1) Creation of the so-called “justice folder.” This is a system made available to each citizen through which they can access the files in which they are a party or interested party and process the communications made to them in relation to those files.

2) In the field of oral trial, the amount has been increased from 6,000 to 15,000 euros. This means that, in matters processed by amount, all those whose amount does not exceed 15,000 euros will be decided in oral proceedings. Likewise, processes in which individual actions relating to general contracting conditions, claims for amounts from owners’ meetings, regardless of the amount, and actions for the division of common property are exercised will also be processed through oral proceedings.

This expansion of the material scope of oral trial will favor many procedures that previously had to be resolved through ordinary trials to be processed through oral trial in a much faster and more beneficial manner for the parties. Notwithstanding the foregoing, we must take into account that this modification also has a negative impact on the system of resources, as Judgments issued in matters processed through oral trials due to the amount do not have access to cassation.

Finally, in oral trials, expert reports may be submitted within 30 days from the filing of the complaint or response, when it was not possible to submit them along with these. Final diligences are extended to the scope of oral trials.

3) Regarding notifications, the most relevant change is found in the cases of legal entities that are legally obliged to relate to the Public Administration through electronic means. In these cases, communication acts will be carried out electronically, and, specifically, the procedures for first summons or citation will also be carried out electronically.

In these cases, a notice will be sent to the affected legal entity indicating that it has a pending communication at its disposal, and, in the event that three days pass without the recipient accessing its content, the communication will be published via the Single Judicial Notice Board.

This modification represents a very relevant change, since the Constitutional Court had already made it clear in its judgment number 47/2019, of April 8th, that the first summons had to be made on paper.

For all these reasons, affected companies must have absolute control over the electronic platforms through which they may receive judicial notifications, as well as the Single Judicial Notice Board.

4) In order to comply with the objective of using the technological means currently available for a better and more efficient management of the Administration of Justice, the preference is established for procedural acts to be held electronically, without prejudice to certain exceptions and as long as judicial offices have the necessary technical means for this.

Statements or interrogations of parties, witnesses, and experts are foreseen as an exception in which physical presence is required, but it is allowed to request the statement electronically when they reside in a municipality different from that of the Court.

While it is true that this new regulation introduces the legal mandate to provide the Administration of Justice with the necessary technical means, we will have to wait quite some time until this becomes a reality in all judicial districts.

5) Regarding resources, the appeal, opposition, and, if applicable, challenge will be filed directly with the higher Court that will resolve it.
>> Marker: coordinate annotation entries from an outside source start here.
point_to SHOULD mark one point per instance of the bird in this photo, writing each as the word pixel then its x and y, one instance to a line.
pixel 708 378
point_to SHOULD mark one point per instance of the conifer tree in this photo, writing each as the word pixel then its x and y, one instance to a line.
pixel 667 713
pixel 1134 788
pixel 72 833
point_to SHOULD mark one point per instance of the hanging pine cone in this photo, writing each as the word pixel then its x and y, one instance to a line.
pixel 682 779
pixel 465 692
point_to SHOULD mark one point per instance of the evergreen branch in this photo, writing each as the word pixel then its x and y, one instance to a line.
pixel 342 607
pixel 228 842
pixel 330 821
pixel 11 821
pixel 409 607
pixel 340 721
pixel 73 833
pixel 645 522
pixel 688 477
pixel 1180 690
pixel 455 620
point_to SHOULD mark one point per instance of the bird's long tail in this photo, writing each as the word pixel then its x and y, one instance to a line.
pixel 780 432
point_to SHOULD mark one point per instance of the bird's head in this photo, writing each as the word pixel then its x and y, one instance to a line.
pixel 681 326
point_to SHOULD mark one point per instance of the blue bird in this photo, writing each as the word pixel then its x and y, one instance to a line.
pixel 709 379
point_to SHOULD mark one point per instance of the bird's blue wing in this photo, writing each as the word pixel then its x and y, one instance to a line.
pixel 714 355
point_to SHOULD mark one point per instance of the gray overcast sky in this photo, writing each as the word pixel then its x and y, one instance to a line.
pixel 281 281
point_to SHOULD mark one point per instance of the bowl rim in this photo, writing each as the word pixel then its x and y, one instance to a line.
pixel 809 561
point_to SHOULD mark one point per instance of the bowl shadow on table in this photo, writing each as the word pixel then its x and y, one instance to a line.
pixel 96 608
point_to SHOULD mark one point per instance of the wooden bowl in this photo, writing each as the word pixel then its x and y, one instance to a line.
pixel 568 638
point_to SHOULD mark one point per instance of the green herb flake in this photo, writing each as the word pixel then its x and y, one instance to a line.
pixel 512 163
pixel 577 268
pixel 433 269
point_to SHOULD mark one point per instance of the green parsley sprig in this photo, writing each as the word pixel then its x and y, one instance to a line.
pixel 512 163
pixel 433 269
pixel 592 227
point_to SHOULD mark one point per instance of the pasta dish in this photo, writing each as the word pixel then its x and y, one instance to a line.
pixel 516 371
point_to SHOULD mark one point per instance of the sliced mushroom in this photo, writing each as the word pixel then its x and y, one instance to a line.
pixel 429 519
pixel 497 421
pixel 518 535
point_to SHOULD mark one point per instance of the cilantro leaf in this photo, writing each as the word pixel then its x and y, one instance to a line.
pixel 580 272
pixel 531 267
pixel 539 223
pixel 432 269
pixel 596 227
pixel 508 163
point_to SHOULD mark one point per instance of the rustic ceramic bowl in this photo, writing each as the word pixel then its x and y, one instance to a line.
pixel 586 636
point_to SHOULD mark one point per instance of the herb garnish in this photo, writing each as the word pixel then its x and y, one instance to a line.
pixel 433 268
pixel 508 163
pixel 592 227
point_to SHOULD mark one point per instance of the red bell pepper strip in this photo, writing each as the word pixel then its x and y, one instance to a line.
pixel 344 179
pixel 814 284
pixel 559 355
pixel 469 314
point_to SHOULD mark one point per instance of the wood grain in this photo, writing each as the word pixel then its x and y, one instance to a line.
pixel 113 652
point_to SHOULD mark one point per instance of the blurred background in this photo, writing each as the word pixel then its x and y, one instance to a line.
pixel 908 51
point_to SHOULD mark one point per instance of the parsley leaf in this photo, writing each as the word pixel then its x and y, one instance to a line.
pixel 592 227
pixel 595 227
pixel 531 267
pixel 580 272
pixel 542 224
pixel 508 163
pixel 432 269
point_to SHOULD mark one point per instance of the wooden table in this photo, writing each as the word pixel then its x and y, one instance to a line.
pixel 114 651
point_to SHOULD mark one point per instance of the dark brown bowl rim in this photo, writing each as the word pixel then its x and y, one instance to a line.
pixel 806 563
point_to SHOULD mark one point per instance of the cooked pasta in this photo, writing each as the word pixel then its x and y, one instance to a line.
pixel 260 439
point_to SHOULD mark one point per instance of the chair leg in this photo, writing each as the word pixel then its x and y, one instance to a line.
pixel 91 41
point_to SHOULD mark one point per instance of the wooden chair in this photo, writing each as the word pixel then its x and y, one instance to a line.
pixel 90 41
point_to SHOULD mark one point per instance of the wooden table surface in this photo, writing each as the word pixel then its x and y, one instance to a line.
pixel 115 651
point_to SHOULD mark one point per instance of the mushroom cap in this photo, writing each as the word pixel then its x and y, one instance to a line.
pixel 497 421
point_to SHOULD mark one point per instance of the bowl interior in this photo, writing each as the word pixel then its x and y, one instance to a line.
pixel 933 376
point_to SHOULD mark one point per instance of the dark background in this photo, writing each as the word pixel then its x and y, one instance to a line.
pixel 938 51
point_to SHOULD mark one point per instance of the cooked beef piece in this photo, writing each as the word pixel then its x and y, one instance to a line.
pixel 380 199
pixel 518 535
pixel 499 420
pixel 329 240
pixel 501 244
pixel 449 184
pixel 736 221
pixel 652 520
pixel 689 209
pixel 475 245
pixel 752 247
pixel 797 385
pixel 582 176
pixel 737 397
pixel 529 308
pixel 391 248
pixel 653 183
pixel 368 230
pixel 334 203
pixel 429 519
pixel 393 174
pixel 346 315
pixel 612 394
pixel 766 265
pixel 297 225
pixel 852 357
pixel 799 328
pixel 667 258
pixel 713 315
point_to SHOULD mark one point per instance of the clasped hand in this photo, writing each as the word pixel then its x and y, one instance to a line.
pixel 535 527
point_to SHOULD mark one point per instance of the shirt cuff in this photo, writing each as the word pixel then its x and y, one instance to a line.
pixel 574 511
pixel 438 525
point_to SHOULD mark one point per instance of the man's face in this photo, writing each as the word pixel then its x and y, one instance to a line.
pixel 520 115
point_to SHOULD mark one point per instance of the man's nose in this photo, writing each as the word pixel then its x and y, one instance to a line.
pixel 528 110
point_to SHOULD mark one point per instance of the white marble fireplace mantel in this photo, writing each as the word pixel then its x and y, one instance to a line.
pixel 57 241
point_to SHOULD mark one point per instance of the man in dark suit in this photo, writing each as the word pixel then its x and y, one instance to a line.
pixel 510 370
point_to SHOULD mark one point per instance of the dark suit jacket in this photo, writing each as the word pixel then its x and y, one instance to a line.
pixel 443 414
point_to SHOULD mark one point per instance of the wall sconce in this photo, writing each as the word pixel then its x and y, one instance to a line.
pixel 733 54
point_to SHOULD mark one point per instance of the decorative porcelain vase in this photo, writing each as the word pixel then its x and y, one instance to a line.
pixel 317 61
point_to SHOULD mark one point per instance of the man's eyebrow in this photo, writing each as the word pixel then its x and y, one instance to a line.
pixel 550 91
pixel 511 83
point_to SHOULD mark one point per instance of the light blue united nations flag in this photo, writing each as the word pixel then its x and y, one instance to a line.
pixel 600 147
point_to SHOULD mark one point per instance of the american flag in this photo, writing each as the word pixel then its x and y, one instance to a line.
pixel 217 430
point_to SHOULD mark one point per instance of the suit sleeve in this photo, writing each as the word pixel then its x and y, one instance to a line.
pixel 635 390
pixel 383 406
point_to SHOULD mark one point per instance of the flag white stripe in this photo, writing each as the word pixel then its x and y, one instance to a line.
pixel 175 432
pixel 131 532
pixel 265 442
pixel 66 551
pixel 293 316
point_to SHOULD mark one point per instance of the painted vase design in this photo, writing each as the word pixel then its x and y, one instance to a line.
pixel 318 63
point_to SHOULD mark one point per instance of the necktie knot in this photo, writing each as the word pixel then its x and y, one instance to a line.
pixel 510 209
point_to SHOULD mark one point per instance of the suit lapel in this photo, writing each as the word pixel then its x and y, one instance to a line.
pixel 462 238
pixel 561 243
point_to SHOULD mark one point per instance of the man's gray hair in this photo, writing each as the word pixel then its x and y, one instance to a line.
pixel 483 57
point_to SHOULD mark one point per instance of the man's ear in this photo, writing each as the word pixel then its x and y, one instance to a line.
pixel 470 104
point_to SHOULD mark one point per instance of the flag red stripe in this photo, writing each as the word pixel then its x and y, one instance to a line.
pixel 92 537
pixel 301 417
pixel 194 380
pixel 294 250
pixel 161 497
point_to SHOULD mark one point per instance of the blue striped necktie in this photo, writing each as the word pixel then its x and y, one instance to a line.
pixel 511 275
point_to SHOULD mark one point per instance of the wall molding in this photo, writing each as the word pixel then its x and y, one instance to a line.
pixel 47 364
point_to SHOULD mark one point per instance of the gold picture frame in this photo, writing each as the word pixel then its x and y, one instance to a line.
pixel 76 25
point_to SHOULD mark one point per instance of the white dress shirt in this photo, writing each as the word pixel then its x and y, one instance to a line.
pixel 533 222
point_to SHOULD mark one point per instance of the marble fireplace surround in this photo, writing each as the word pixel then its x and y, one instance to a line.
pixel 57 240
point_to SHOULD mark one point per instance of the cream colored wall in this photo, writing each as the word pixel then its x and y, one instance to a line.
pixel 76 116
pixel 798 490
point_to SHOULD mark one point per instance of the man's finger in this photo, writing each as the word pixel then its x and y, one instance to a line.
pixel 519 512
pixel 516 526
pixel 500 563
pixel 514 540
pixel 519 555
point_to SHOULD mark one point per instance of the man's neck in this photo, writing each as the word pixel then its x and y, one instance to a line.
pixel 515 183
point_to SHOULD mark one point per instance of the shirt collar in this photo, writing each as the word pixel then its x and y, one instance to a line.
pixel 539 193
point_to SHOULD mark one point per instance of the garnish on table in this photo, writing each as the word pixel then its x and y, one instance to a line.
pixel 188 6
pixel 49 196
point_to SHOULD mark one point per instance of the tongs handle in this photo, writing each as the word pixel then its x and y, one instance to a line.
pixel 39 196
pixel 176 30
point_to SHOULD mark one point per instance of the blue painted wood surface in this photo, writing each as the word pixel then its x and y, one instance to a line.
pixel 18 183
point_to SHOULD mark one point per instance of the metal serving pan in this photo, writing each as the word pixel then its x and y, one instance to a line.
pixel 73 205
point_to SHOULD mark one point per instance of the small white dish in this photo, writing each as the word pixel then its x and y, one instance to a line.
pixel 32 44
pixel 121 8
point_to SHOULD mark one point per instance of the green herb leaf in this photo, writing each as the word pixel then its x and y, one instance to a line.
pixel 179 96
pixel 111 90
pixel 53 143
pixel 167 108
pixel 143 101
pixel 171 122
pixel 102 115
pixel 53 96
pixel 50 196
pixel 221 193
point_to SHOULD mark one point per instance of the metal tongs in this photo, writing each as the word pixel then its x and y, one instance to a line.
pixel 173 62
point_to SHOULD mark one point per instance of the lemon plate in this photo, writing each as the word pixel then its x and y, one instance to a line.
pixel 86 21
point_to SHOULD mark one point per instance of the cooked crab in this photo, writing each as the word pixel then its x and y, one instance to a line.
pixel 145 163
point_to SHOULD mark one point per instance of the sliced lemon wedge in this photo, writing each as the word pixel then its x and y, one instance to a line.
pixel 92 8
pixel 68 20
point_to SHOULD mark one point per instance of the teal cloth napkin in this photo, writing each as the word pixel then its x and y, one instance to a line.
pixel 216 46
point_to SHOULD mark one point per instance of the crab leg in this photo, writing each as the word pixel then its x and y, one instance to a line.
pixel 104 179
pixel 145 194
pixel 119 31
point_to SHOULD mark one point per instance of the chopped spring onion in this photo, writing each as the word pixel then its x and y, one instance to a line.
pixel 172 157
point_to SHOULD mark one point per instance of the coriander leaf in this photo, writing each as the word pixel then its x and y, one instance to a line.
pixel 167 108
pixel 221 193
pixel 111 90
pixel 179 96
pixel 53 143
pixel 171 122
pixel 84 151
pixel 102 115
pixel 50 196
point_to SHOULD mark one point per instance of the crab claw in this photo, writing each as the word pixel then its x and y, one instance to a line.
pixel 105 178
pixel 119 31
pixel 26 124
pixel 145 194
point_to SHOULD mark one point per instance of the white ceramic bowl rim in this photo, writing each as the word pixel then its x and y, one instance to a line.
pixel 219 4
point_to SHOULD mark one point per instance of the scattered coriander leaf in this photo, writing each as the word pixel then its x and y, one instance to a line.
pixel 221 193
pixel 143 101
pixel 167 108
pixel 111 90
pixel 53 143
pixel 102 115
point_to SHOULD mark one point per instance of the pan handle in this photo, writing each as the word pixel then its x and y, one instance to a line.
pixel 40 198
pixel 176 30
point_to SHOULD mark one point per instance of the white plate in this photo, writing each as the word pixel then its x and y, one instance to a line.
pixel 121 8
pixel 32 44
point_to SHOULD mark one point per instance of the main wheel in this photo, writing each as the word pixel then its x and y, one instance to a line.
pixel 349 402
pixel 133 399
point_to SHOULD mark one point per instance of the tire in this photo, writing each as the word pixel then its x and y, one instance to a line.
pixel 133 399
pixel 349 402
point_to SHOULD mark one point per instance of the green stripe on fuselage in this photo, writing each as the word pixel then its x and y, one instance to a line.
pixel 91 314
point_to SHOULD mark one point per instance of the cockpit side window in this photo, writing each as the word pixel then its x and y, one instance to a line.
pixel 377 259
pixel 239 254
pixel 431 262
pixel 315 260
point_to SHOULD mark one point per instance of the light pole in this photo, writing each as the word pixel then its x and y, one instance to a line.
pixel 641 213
Likewise, the extraordinary appeal for procedural infringement has been abolished, so, against Judgments issued by the Provincial Courts, only cassation appeal will be admissible.

All these modifications will apply exclusively to judicial proceedings initiated after the entry into force of Royal Decree-Law 6/2023.

It is evident that the ambitious reform of the Civil Procedure Law carried out by Royal Decree-Law 6/2023 introduces significant changes that we will have to be aware of.